Saturday, March 3, 2012

The Carr Doctrine So Far 2

Dear Bob,

Congratulations on the prime minister's offer of the foreign ministership you just couldn't refuse.

In light of the Carr Doctrine So Far (See my previous post of the same name), which can perhaps accurately be summed up by the expression, Iranian nukes? Bollocks!, can you please, in the name of sanity and Australian independence, pull all stops out NOW to save this unfortunate Australian man from being caught up in the latest round of USraeli military madness currently sweeping the world?:

"If David Levick was a willing participant in the global conspiracy to nuclearise Iran, he was doing a pretty good job of hiding it yesterday. 'I'm as nervous as shit', the Sydney businessman said when The Australian phoned. 'I'm in a sweat and I feel like I should be going out and getting drunk'. (Sanctions? What sanctions?

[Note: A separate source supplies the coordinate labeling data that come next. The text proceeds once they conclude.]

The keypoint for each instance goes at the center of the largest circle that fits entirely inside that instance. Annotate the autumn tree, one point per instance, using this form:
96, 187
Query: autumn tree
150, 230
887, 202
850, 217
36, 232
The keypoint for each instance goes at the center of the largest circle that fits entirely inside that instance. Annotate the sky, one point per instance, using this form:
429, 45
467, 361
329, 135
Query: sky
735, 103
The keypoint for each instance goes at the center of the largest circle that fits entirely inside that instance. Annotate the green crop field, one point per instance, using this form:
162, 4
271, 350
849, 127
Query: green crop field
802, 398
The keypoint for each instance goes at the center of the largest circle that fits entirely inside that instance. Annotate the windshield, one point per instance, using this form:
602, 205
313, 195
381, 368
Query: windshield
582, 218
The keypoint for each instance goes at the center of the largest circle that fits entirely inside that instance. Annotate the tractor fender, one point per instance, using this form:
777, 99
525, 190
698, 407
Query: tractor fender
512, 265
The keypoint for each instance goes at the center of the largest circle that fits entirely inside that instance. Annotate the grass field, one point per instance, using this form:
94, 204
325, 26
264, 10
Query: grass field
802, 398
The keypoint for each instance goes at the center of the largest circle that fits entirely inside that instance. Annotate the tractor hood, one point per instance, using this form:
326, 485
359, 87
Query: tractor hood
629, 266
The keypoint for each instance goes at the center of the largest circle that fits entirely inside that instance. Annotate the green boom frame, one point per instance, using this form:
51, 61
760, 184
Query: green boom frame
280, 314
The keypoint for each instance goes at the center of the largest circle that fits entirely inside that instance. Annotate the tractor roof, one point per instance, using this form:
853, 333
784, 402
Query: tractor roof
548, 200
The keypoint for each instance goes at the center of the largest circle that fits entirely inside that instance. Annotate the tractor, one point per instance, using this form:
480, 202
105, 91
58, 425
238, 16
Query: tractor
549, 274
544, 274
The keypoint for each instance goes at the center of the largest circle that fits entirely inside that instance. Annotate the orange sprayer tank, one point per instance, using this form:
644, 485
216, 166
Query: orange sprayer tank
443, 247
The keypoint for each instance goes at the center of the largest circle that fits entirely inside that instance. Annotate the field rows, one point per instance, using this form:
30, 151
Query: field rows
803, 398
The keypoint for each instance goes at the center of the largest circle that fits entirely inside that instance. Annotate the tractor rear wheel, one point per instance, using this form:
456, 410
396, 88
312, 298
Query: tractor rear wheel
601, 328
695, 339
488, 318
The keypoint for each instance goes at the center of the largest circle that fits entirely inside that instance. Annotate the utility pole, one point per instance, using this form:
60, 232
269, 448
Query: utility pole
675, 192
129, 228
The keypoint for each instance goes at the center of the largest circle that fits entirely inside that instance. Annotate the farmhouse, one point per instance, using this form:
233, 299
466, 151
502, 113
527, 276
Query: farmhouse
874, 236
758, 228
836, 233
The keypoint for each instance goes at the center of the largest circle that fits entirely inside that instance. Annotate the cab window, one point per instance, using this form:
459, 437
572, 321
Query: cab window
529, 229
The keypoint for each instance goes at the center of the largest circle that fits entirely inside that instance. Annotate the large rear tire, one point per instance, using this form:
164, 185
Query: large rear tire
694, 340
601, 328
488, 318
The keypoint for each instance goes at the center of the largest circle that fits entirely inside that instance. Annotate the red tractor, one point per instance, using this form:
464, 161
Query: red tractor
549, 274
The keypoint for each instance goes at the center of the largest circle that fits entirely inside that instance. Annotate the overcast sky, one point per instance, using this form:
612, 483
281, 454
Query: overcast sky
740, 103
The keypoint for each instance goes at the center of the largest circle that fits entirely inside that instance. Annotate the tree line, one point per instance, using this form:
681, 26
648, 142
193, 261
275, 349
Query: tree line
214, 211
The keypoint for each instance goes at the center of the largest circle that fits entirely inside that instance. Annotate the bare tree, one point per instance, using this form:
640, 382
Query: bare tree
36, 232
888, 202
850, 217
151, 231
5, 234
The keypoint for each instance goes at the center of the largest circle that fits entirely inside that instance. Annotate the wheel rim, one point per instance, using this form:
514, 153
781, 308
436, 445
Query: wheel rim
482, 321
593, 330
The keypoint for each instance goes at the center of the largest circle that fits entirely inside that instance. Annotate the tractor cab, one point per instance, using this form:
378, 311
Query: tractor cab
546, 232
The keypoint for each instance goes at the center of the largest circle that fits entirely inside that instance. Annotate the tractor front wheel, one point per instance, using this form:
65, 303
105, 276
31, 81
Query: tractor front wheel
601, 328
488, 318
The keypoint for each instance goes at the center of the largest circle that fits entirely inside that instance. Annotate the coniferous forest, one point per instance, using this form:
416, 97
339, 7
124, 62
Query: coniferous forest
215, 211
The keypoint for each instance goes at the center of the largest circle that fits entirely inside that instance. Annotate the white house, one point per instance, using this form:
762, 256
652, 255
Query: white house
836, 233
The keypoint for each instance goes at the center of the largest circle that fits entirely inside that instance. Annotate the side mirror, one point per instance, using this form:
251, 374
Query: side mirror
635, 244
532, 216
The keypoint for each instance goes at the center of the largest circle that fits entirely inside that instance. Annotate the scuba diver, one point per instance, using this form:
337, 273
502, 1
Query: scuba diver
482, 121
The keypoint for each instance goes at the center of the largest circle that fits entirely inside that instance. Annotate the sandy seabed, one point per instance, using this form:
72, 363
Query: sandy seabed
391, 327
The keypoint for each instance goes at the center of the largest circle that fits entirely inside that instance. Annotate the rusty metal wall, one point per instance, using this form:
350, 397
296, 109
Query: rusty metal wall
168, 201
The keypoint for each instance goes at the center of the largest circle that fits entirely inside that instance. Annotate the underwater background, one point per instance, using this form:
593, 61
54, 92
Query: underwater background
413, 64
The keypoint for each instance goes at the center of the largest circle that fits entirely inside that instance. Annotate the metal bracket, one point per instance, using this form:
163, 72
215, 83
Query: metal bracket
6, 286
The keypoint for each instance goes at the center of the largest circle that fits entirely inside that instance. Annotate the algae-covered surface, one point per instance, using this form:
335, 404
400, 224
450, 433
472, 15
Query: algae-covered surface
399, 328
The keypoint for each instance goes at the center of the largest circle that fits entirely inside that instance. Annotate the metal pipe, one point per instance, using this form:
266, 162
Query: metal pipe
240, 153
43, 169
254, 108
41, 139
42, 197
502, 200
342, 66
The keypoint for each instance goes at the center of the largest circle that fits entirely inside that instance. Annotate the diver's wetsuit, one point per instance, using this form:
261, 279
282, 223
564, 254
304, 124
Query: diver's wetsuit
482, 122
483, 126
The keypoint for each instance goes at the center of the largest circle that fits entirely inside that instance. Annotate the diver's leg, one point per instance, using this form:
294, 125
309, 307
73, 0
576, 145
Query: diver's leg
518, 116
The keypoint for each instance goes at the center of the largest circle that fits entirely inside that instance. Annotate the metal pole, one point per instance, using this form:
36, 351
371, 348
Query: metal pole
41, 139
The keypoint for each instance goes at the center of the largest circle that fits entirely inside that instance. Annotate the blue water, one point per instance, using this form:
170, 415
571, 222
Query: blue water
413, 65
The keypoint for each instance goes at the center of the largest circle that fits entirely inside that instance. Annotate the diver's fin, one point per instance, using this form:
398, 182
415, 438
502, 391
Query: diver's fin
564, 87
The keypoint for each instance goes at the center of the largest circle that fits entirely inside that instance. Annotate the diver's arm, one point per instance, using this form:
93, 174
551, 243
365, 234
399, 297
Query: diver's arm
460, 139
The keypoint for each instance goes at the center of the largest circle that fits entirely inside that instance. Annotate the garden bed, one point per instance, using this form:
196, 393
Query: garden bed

Aussie accused of exporting goods to Iran, Paul Maley, The Australian, 2/3/12)

"Just 20 minutes earlier, Mr Levick learned he had been indicted by US authorities on 5 counts of selling prohibited goods to Iran in defiance of strict US trade restrictions aimed at thwarting Tehran's nuclear weapons aspirations."

I draw your attention to journalist Maley's failure to insert the word 'alleged' before "nuclear weapons aspirations" in the above sentence. But then, that's The Australian for you, right? Remember your own words: "There is only challengeable evidence they are going to get [the bomb] anyway"? (The US under threat, 18/12/11, bobcarrblog.wordpress.com)

"The small businessman, who for 10 years has made a living selling semi-conductors out of his one-man office in the northern Sydney suburb of Thornleigh, faces the possibility of extradition to the US and a maximum 25-year jail sentence.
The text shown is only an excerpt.